New Medibank Live Better data reveals the impact of ‘self-care’ with both parents and their children set to benefit

Lisa colouring in at the kitchen table with her two sons.

Released today, a new survey of close to 1,800 people — including adults and children aged 10 to 17 — reveals the vast majority (77%) of Aussie parents prioritise their family’s health ahead of their own.

According to the data, Australian parents are likely to tick all the right boxes when it comes to the health of their children, but sometimes this comes at the expense of their own wellbeing.

What does the data tell us?

  • 76% of parents ensure their children eat breakfast every day, but only 1 in 2 (55%) do so themselves.
  • 76% of parents make sure their children are active every day, but only 16% achieve this themselves.
  • 29% of parents encourage their children to share how they’re feeling, however only 12% of parents do so themselves.
  • 74% of parents believe they could personally be healthier overall, yet only 57% feel this way about their children.

Medibank Chief Medical Officer Dr Linda Swan said: “Let’s face it, it’s not easy getting it right all the time but we know parents carry a significant influence in a child’s life, and kids are likely to go on to develop habits that reflect those of their parents. While as parents, it may feel natural to prioritise your family’s health, this data shows it’s important not to let your own health take a back seat.”

Watch: Why self care can be better for the whole family

Sweet tooth: the number one ‘hand-me-down habit’

While these stats show that parents are mostly focused on the health of their children, the data also shows their own behaviours are still rubbing off - with 78% admitting their children have picked up their habits, both good and bad. According to kids, it’s their ‘sweet tooth’ that has come out on top as the number one habit inherited from their parents (32%), followed by excess screen time (29%).
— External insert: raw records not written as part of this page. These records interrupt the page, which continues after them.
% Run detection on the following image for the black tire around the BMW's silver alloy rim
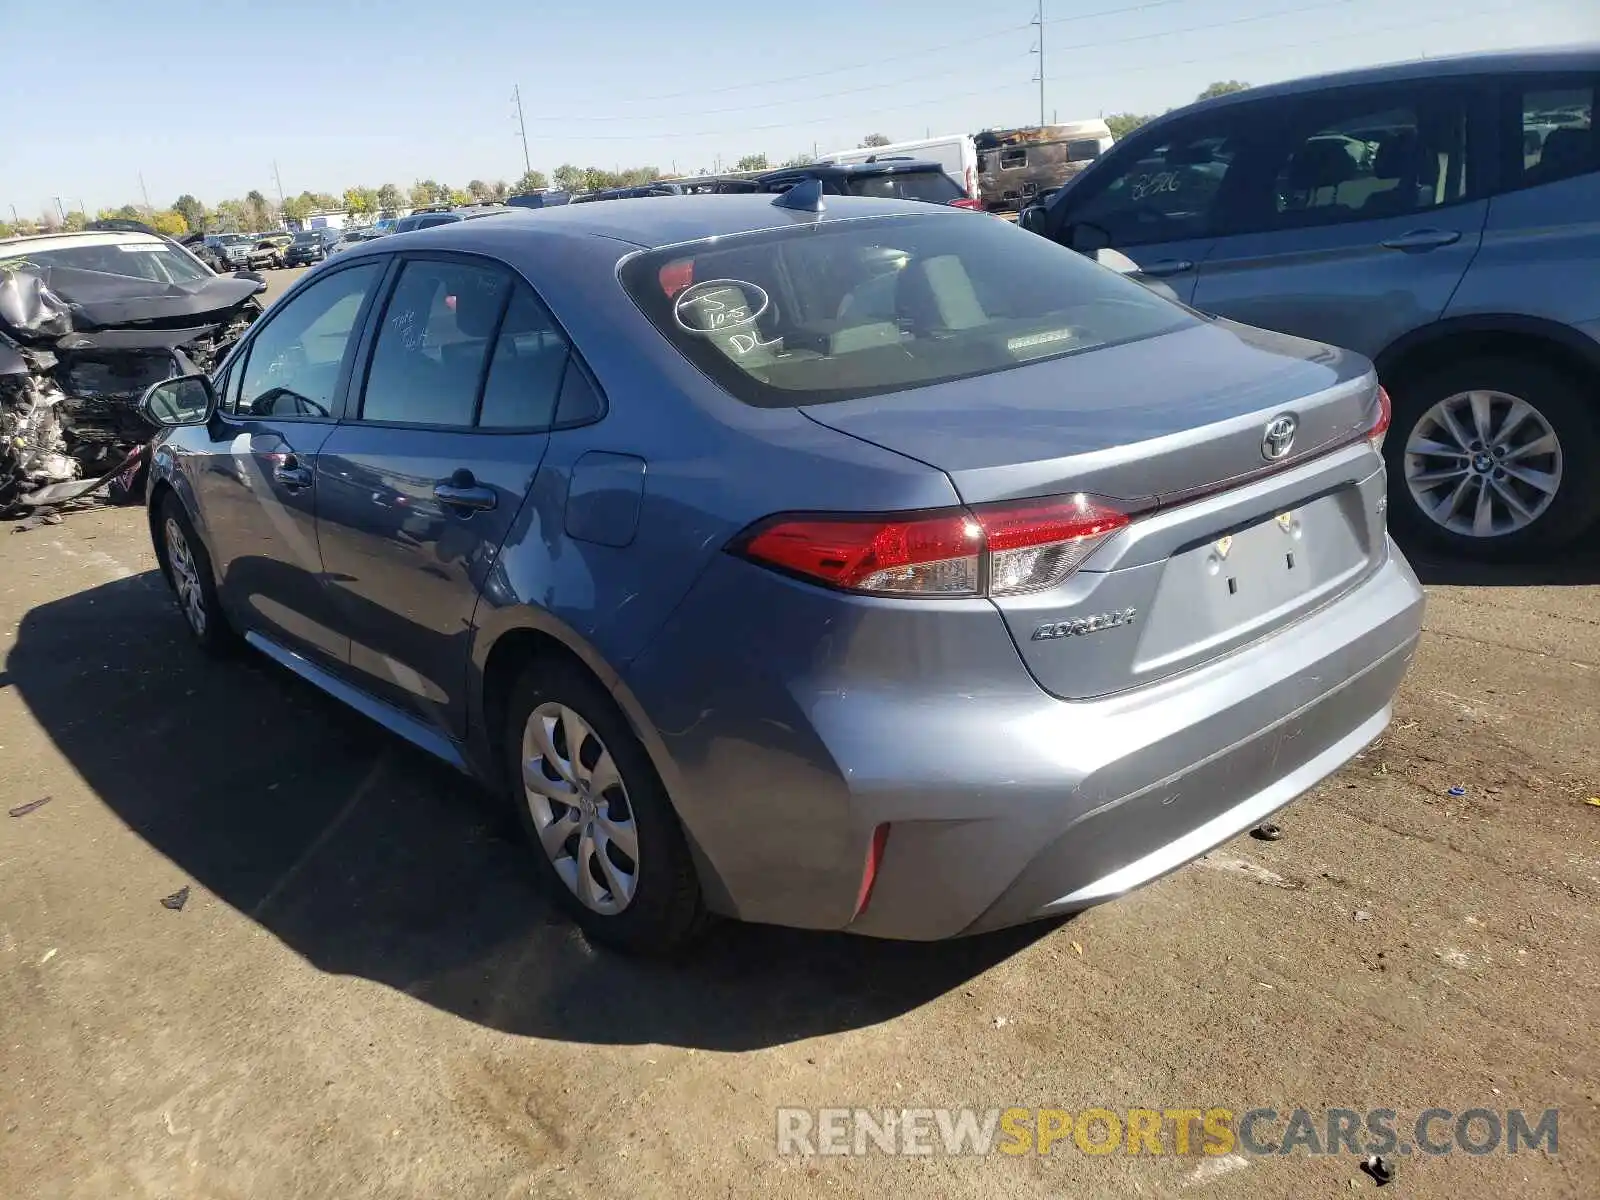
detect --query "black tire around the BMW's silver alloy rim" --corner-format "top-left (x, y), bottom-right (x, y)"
top-left (1384, 357), bottom-right (1600, 562)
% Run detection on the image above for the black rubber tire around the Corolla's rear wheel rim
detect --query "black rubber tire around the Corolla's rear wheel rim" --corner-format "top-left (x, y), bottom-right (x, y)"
top-left (502, 659), bottom-right (707, 957)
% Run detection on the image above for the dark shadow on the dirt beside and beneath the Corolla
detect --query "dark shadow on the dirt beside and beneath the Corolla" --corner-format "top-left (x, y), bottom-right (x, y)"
top-left (8, 571), bottom-right (1051, 1050)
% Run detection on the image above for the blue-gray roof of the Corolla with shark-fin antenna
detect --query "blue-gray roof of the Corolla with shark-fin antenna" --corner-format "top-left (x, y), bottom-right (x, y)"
top-left (347, 192), bottom-right (947, 261)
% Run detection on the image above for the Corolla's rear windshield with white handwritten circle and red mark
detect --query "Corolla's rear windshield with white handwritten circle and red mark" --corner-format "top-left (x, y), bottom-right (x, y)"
top-left (621, 211), bottom-right (1197, 408)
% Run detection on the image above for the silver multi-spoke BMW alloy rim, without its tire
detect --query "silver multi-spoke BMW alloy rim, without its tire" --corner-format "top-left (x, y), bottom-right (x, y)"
top-left (1405, 390), bottom-right (1562, 538)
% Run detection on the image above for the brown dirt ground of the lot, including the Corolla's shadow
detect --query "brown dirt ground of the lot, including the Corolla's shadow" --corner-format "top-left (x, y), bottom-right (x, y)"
top-left (0, 324), bottom-right (1600, 1200)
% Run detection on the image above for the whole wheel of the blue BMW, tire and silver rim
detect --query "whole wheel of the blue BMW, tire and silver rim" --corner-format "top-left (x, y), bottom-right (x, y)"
top-left (1384, 358), bottom-right (1600, 560)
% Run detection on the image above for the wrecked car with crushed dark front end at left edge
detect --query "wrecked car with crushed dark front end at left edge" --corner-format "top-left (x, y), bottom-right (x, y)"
top-left (0, 230), bottom-right (266, 515)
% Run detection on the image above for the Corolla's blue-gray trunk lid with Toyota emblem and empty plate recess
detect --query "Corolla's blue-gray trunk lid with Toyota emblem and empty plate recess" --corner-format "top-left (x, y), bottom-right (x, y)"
top-left (803, 322), bottom-right (1386, 699)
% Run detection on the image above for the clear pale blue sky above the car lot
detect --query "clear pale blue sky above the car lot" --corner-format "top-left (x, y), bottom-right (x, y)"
top-left (0, 0), bottom-right (1600, 218)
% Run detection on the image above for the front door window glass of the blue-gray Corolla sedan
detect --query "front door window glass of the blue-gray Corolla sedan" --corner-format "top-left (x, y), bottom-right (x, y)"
top-left (226, 262), bottom-right (382, 419)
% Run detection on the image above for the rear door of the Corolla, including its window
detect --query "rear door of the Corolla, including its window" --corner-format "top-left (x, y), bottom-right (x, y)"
top-left (317, 253), bottom-right (566, 738)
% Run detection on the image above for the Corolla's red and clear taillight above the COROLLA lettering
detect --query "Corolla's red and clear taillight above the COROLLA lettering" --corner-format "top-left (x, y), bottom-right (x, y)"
top-left (738, 494), bottom-right (1128, 597)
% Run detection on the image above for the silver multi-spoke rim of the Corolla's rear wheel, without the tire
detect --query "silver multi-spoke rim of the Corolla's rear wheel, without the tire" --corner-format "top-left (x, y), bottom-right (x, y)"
top-left (522, 701), bottom-right (638, 917)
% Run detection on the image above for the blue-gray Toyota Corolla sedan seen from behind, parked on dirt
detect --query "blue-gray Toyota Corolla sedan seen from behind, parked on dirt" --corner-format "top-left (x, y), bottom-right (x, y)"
top-left (131, 187), bottom-right (1422, 950)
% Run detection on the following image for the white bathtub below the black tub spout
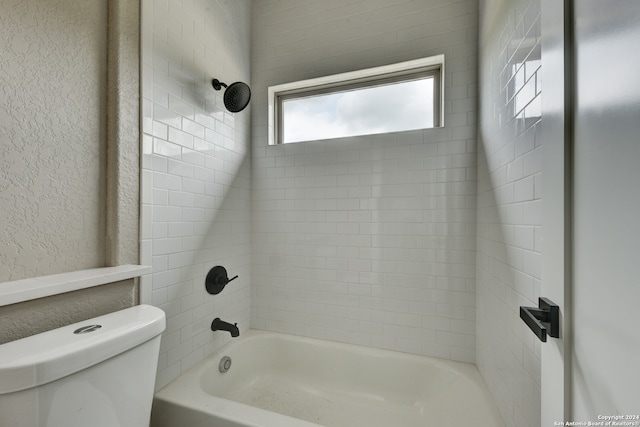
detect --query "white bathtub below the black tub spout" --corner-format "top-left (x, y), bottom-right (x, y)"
top-left (151, 330), bottom-right (504, 427)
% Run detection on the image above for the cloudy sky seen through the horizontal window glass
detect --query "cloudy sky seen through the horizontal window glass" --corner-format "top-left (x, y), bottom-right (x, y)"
top-left (282, 77), bottom-right (434, 143)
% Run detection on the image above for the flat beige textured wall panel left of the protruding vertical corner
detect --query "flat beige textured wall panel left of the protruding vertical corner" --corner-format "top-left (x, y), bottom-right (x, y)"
top-left (0, 0), bottom-right (107, 281)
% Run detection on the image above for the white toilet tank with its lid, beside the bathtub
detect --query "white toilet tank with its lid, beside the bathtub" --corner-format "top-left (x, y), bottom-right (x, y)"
top-left (0, 305), bottom-right (165, 427)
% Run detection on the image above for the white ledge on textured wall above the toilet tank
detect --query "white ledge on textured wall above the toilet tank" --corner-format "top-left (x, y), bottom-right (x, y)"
top-left (0, 264), bottom-right (151, 306)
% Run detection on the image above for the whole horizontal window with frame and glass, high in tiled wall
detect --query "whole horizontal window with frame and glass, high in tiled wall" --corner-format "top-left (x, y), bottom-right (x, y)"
top-left (269, 55), bottom-right (444, 144)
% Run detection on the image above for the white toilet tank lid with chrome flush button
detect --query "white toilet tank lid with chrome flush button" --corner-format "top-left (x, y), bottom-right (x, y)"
top-left (0, 305), bottom-right (166, 394)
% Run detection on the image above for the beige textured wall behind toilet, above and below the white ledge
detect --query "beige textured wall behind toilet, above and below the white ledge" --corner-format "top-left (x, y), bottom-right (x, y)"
top-left (0, 0), bottom-right (140, 342)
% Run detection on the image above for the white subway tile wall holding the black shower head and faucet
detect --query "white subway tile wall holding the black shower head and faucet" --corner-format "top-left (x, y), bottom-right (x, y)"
top-left (141, 0), bottom-right (251, 388)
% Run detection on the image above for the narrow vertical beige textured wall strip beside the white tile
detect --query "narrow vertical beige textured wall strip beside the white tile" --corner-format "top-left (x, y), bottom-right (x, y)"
top-left (105, 0), bottom-right (140, 266)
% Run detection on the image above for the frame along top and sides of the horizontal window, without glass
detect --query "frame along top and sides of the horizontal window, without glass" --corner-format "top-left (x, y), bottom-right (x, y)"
top-left (268, 55), bottom-right (444, 145)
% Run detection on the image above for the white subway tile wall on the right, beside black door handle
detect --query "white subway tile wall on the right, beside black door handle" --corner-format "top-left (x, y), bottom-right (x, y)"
top-left (476, 0), bottom-right (542, 427)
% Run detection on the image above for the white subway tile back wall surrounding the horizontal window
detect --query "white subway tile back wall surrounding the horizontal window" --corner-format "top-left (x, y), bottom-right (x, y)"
top-left (251, 0), bottom-right (478, 362)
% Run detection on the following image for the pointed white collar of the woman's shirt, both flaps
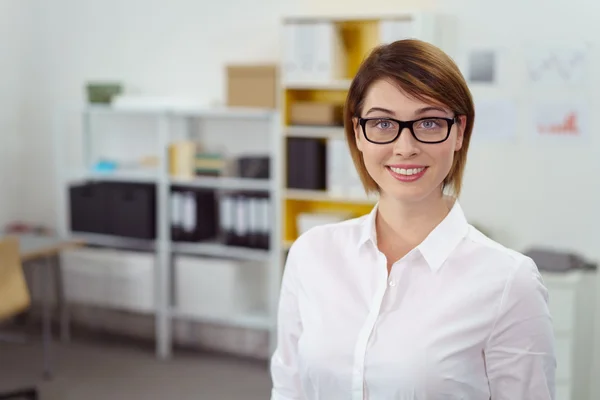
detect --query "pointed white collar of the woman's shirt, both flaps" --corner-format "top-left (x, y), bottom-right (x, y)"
top-left (358, 200), bottom-right (469, 272)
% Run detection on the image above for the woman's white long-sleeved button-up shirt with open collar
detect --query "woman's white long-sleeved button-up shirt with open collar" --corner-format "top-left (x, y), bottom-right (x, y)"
top-left (271, 202), bottom-right (556, 400)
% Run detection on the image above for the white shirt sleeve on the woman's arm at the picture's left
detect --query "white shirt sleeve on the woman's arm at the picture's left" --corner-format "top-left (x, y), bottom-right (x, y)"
top-left (271, 246), bottom-right (304, 400)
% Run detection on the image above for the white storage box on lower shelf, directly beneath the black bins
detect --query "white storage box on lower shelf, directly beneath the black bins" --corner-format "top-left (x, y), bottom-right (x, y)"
top-left (61, 248), bottom-right (154, 313)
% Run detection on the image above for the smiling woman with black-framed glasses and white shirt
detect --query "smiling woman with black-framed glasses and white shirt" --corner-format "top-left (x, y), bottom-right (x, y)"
top-left (271, 40), bottom-right (555, 400)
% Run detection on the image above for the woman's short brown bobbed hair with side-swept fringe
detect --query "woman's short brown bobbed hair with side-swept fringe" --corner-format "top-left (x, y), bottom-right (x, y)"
top-left (344, 39), bottom-right (475, 197)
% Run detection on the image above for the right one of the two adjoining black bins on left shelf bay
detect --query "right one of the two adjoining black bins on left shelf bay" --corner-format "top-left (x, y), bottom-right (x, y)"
top-left (107, 182), bottom-right (156, 239)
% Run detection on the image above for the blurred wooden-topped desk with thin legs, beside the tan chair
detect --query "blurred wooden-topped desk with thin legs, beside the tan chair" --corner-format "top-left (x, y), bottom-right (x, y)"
top-left (8, 234), bottom-right (82, 378)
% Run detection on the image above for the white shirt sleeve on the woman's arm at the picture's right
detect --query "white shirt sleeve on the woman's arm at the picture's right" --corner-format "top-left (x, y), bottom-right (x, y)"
top-left (485, 258), bottom-right (556, 400)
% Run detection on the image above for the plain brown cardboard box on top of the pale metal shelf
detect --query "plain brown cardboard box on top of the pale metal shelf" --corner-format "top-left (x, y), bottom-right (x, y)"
top-left (227, 65), bottom-right (277, 108)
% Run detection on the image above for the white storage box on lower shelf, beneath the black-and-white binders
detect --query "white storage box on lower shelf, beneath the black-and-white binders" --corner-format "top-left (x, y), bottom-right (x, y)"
top-left (175, 256), bottom-right (267, 318)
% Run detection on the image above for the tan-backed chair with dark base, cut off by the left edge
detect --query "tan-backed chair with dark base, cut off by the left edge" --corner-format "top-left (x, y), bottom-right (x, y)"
top-left (0, 237), bottom-right (38, 400)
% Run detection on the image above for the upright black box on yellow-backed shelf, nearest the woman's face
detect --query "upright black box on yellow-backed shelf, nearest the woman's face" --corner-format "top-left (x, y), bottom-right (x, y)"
top-left (287, 138), bottom-right (326, 190)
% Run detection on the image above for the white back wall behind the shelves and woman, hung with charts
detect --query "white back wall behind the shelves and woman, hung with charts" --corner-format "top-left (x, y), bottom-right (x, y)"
top-left (17, 0), bottom-right (600, 398)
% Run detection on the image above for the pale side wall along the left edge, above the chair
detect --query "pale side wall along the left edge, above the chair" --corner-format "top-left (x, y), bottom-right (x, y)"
top-left (0, 0), bottom-right (31, 230)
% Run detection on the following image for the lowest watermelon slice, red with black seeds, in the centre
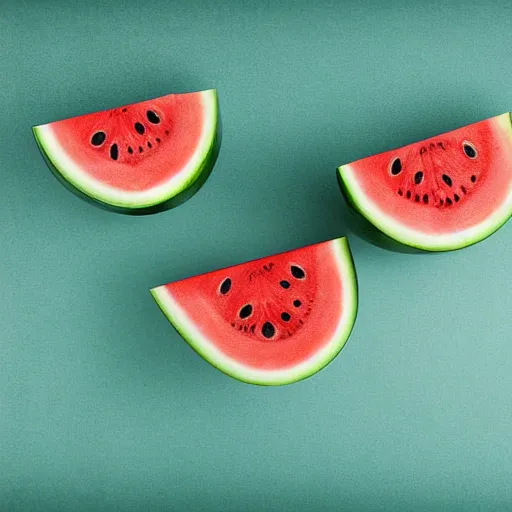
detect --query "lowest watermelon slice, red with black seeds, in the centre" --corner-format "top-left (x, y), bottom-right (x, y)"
top-left (151, 238), bottom-right (357, 385)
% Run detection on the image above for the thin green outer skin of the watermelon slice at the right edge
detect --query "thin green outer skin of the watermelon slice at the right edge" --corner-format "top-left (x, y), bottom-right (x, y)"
top-left (336, 113), bottom-right (512, 252)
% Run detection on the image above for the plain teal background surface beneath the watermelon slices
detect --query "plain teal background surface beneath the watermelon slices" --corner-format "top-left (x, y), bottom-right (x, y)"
top-left (0, 0), bottom-right (512, 512)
On the up side, the third highest ranking habit is a shared love for keeping active (24%). Additionally, 48% of children say they’ve learned the value of ‘me time’ from mum and dad, highlighting the importance parents place on maintaining a healthy mindset.

Children want parents to have more ‘me time’

Nearly one in two (45%) children agree that their parents should have some more 'me time’ as the data shows that only 17% of parents practise self-care each day, with half (53%) saying they feel guilty for doing so. Despite this, 73% of parents admit that when they do practise self-care, they’re a better person to those around them.

Importance of ‘self-care’ goes beyond families

The data shows that those without children also struggle to find ‘me time’, with one in two (50%) saying they don’t practise self-care enough. As for why adults are finding it hard to dedicate time for themselves, 39% claim they just can’t find the time. Interestingly, nearly all agree that even the smallest, healthy actions can make a world of difference to how they feel (84%) and act towards others (73%).

“It can be hard to find time for ourselves, in amongst family, work and social commitments. With these findings, we hope to demonstrate to all Australians that dedicating time to focus on your health — whether it’s for five minutes or five hours — can have a positive knock-on effect on those around us,” said Dr Swan.

1 Medibank-commissioned research conducted by Lewers in August 2019. Survey including 1,726 respondents, made up of parents, non-parents and children aged 10-17.